Compétitivité : le Maroc perd 20 points

Compétitivité : le Maroc perd 20 points

En l’espace d’une année, le Maroc a dégringolé de 20 places dans le classement annuel établi par le forum économique de Genève. Dans ce rapport rendu public le 28 septembre à Genève, le  Royaume n’est classé que 76e sur un total de 117 pays, loin de certains pays du monde arabe et du continent africain. Les Emirats Arabes Unis (18e), les deux entrants dans ce classement que sont le Qatar (19e) et le Koweit (33e) et le  Bahrein (37e) forment le quatuor de tête des pays arabes par ordre de compétitivité.

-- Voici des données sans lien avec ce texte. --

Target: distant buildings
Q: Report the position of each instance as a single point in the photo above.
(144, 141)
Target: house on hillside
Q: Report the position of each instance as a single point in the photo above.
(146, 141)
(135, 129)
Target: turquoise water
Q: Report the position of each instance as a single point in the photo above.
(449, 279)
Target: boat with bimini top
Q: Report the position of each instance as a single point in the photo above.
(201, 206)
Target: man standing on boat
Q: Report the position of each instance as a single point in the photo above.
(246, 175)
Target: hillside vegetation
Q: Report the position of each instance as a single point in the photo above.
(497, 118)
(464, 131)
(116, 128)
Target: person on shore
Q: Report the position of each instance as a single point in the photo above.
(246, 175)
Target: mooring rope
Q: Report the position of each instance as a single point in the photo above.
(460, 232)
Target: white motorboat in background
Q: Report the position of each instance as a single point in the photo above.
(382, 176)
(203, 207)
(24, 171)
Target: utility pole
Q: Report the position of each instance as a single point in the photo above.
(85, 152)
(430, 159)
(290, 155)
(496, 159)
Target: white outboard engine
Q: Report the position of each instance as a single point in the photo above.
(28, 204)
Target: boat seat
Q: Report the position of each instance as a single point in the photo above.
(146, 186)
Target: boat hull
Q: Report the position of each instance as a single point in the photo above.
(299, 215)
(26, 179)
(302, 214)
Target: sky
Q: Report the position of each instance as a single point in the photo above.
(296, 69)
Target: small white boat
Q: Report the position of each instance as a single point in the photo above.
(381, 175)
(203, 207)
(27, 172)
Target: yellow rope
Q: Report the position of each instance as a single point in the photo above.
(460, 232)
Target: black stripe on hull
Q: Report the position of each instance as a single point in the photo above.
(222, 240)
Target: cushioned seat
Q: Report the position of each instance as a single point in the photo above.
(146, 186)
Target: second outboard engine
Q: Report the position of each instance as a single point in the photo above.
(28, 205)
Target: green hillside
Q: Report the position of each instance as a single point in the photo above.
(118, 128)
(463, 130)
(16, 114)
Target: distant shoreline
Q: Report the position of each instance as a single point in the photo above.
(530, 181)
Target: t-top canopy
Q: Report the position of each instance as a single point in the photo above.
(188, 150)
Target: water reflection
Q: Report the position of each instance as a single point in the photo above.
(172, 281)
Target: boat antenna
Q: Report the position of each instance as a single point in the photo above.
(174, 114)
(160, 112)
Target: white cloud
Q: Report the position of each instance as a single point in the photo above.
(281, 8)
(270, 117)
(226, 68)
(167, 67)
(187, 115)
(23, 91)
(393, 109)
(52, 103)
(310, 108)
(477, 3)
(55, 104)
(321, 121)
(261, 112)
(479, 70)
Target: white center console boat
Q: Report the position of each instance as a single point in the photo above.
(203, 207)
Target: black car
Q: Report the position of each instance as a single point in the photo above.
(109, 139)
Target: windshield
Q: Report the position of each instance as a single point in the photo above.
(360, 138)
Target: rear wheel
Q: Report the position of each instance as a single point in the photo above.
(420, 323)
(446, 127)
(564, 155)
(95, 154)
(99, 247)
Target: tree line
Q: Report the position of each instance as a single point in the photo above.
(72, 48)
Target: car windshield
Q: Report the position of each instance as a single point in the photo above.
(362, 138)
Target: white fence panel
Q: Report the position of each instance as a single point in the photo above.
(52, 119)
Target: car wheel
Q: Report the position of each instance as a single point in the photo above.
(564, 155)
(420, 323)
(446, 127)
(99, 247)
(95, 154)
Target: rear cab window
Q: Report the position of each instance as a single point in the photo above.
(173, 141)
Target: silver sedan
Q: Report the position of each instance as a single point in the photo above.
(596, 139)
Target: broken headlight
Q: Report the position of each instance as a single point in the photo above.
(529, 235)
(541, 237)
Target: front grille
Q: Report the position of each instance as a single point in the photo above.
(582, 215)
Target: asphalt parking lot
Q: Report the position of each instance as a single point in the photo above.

Ce sont tous là des pays accrédités de bons indices de croissances et où d’importantes réformes commencent à porter leur fruit. Dans le continent noir, la Tunisie arrive en tête (40e), en progression de deux places, devant l’Afrique du Sud (42e), le Botswana (48e), l’Iles Maurice (52e), l’Egypte (53e), le Ghana (59e), la Namibie (63e), la Tanzanie (71e) et enfin le Maroc (76e). Le classement est établi sur la base de trois critères : l’intégration des nouvelles technologies dans l’environnement économique (critère vedette), le fonctionnement des institutions publiques (administration) et la stabilité macro-économique.
D’autres critères entrent en compte. Il s’agit pêle-mêle de l’inflation, de l’état des finances publiques, de l’innovation, des infrastructures de télécommunication, du taux de raccordement à l’Internet. etc. Mais aussi de l’indépendance de la justice, du  taux de corruption et du degré d’interventionnisme de l’Etat dans l’économie. Sur le critère environnement de l’entreprise (Business Compétitive Index),  le Maroc est au 79e rang, devancé entre autres par l’Egypte (71e) et le Nigeria (76e).
La meilleure note du  Royaume dans ce classement 2005 concerne la situation de  l’environnement macroéconomique ( 67e). En revanche, dans le chapitre des  nouvelles technologies, le Maroc est classé 78e, avec 2,96 points, à 18 places de la Tunisie (60e), et loin des 6,19 réalisés par les USA, champion toutes catégories en la matière. Signalons que dans le classement global par pays, le trio de tête reste inchangé.
La Finlande occupe la première place pour la troisième année consécutive, grâce à un environnement économique innovant, facteur de productivité et de prospérité,  et à un climat des affaires transparent. Porté par sa puissante technologie, l’Oncle Sam arrive en deuxième position quoique handicapée par une situation macro économique difficile.
La Suède et le Danemark, respectivement troisième et quatrième, confirment la bonne santé des économies nordiques. Le reclassement s’est fait surtout en faveur de l’Asie. Taiwan et Singapour occupent la cinquième et la sixième place devant l’Islande et la Norvège, et au détriment du Japon (12e).
Ce dernier pays est affecté par le déficit record de ses finances publiques. Les géants chinois et indien se suivent à la 49e et 50e place. Le premier perd trois places et le deuxième progresses de 5 marches dans le classement. Tous les deux patissent de la faiblesse des institutions à même de freiner leurs performances économiques enregistrées ces dernières années. Les traditionnelles économies motrices de l’Union européenne font pâle figure.
Le Royaume Uni est à la 13e place alors que  l’Allemagne (15e), deux rangs plus loin, malgré une justice jugée exemplaire,  paye le prix du déficit de ses institutions publiques et du pessimisme des opérateurs économiques qui s’attendent à une faible croissance sur le court terme. Egalement handicapé  par ces mêmes  facteurs, la France recule de trois places,  pointant désormais au 30e rang. Bible de l’investisseur, le rapport du forum économique de Genève  est l’un des principaux moniteurs de la compétitivité des pays, produit en partenariat avec 172 instituts et organismes et un sondage réalisé auprès de 11 000 chefs d’entreprise.  Pour le cas du Maroc, le Forum de Genève collabore avec l’Université Hassan II.